Misguided school reform might have driven Superintendent Taylor to these dangerous and deluded policies, but we concerned citizens and parents must never allow our public schools to become worse than the charter schools, voucher schools, virtual schools and Recovery School District we are trying to fight back against or we have already lost.
When we allow our students to be tormented by hoodlums because we fear our system will be taken over by the state if we kick them out, we have already lost the fight.
When we allow our standards and education to be watered down so everyone can graduate without even trying, just to improve our graduation rate we are not doing our children any favors, we are ruining them for the rest of their lives and we are validating everything the reformers say about how inferior our public schools are.
When we allow our teachers to be beaten and abused, we are guaranteeing they will flee for their health and lives, faster than Common Core and wildly inaccurate teacher evaluations and VAM scores would have accomplished on their own.

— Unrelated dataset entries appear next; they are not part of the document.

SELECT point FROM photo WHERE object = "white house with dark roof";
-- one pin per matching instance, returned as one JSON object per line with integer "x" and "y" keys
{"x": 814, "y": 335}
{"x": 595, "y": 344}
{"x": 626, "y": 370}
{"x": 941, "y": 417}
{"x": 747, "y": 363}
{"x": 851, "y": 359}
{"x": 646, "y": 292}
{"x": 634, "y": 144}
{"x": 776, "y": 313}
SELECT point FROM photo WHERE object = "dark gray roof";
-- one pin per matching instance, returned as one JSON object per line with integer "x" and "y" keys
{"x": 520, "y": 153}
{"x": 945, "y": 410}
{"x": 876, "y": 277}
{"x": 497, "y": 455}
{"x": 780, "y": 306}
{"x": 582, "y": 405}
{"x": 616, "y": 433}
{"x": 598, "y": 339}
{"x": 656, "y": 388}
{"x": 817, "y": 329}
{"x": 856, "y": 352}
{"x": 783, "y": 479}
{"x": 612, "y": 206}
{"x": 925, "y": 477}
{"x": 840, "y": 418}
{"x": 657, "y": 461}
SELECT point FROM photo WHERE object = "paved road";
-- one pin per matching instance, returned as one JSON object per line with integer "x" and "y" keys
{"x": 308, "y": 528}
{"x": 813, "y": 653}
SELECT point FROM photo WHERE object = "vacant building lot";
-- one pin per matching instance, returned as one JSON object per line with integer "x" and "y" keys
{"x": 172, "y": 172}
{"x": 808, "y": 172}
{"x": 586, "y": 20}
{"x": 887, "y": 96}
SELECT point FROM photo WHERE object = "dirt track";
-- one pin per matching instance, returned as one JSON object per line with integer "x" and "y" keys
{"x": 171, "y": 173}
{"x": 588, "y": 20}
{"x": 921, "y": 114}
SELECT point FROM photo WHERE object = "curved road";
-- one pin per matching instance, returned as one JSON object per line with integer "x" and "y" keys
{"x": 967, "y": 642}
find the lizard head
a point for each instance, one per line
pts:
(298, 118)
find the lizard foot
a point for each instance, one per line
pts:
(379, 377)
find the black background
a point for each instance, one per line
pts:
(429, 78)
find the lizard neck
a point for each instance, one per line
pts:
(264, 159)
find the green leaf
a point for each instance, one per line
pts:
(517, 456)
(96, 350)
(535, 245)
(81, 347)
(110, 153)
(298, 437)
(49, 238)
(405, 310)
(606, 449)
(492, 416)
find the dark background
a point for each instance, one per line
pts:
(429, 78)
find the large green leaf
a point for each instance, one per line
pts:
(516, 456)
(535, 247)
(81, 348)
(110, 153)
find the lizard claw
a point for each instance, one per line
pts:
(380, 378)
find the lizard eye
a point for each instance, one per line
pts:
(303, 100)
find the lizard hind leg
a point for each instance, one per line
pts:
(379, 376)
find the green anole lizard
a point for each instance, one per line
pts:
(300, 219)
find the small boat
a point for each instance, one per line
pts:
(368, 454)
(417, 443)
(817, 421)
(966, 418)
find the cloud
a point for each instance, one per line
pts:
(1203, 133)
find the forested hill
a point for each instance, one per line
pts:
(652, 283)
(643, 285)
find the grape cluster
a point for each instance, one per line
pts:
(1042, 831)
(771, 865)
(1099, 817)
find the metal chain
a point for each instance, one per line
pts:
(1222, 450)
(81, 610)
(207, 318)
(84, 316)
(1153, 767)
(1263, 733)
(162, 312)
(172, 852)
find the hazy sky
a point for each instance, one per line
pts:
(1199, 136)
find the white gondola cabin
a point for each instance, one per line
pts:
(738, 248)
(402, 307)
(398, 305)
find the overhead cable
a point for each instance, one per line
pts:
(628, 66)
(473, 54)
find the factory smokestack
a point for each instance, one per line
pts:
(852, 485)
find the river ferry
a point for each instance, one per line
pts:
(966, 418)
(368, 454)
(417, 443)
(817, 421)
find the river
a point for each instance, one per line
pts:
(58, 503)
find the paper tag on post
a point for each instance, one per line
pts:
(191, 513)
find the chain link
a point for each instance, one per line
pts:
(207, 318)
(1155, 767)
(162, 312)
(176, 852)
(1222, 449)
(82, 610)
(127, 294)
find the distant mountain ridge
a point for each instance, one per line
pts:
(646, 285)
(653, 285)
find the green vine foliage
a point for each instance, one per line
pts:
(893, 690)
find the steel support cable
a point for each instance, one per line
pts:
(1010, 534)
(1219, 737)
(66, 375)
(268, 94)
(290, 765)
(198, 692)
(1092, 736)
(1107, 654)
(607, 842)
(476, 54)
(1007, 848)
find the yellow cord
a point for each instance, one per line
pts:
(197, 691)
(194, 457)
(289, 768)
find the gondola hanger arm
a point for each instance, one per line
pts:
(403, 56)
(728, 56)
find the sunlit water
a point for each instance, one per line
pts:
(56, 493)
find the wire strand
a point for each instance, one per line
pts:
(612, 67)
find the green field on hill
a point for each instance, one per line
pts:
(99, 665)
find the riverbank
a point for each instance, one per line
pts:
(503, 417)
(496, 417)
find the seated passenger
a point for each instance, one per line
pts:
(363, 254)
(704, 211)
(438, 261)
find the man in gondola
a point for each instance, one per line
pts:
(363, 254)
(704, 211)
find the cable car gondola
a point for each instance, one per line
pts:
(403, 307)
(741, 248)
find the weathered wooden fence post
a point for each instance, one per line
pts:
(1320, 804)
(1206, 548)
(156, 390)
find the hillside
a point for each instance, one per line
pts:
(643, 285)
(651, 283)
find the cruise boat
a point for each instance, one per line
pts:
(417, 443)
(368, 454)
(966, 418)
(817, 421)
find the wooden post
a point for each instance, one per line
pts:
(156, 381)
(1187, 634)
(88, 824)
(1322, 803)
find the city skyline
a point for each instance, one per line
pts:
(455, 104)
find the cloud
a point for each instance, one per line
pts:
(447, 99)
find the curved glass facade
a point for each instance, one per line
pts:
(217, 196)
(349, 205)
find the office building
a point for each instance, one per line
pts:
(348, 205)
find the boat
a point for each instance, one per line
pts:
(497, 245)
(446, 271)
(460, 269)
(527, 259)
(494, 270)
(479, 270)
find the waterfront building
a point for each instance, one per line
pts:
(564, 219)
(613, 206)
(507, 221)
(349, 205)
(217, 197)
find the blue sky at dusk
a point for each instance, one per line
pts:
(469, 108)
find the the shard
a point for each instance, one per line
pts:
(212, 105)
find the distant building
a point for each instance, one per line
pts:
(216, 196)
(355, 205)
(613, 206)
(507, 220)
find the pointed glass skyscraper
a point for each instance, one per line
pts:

When we allow students to threaten their teachers with death on a routine basis, and slap them across the face without facing any repercussions for their assaults we are abusing all our children as well as our teachers. We are teaching our kids that this behavior is ok, which is exactly the wrong lesson.
I am not a John White style reformer. I am a reformer of the reformers. I know not everything our kids learn in school is attributable to a test score and our kids will by no means be college, career, or life ready witnessing and conducting themselves as these teachers are reporting our school system is permitting and enabling.
An investigation needs to be launched over these ridiculous and harmful policies and changes need to be made. I believe Superintendent Taylor is directly responsible for these outrageous situations and policies. I gave Taylor’s cronies a chance to explain themselves and they declined. Now it’s time for us take back our school system from someone who is intent on destroying our schools, destroying our teachers and destroying our students.
Just as many teachers ended their letters to me with “I hope this helps.” I have the same wish. I don’t see anyone else speaking up for these teachers and our students, but I hope this helps.